Bild eines virtuell rekonstruierten Ausschnittes einer Bergbaulandschaft mit Haspel (um 1180) in Dippoldiswalde Icon vorheriges Bild Icon nächstes Bild Icon Bild vergrößern

Bild eines virtuell rekonstruierten Ausschnittes einer Bergbaulandschaft mit Haspel (um 1180) in Dippoldiswalde
(© Landesamt für Archäologie Sachsen, 3D Montage: Thomas Reuter)

INTERREG CENTRAL EUROPE Projekt „Virtual Arch. Visualize to Valorize – For a better utilisation of hidden archaeological heritage in Central Europe”

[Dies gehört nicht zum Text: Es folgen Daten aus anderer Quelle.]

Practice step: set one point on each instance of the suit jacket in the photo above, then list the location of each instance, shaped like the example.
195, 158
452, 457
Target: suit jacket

Archäologie und archäologisches Kulturerbe entwickelt sich zunehmend zu einem wichtigen Faktor für die wirtschaftliche und kulturelle Entwicklung auch ländlicher Regionen. Eine wachsende Wertschätzung der Öffentlichkeit für diese attraktiven Themen ermöglicht eine stärkere Nutzung für touristische Zwecke und trägt so zur regionalen Wertschöpfung bei. Das vom Sächsischen Staatsministerium des Innern unterstützte INTERREG CENTRAL EUROPE Projekt „Virtual Arch“ wird in diesem Zusammenhang an und mit den Instrumenten und Möglichkeiten moderner Präsentationsformen aus dem Bereich der Virtuellen Realität arbeiten und weiterentwickeln, um bislang verborgenes untertägiges oder submarines archäologisches Kulturerbe erlebbar und erfahrbar zu machen.

Die insgesamt 10 Partner aus den Ländern Deutschland, Italien, Österreich, Polen, Tschechien, Kroatien, Slowenien und der Slowakei entwickeln und erarbeiten dazu für ausgewählte archäologische Denkmaltypen, beispielsweise für die Montan- und Unterwasserarchäologie, angepasste Instrumente. Als Leadpartner fungiert das Landesamt für Archäologie Sachsen, das seinen Fokus auf die europaweit außergewöhnlichen Funde zum mittelalterlichen Bergbau in Dippoldiswalde (Sachsen) legen wird.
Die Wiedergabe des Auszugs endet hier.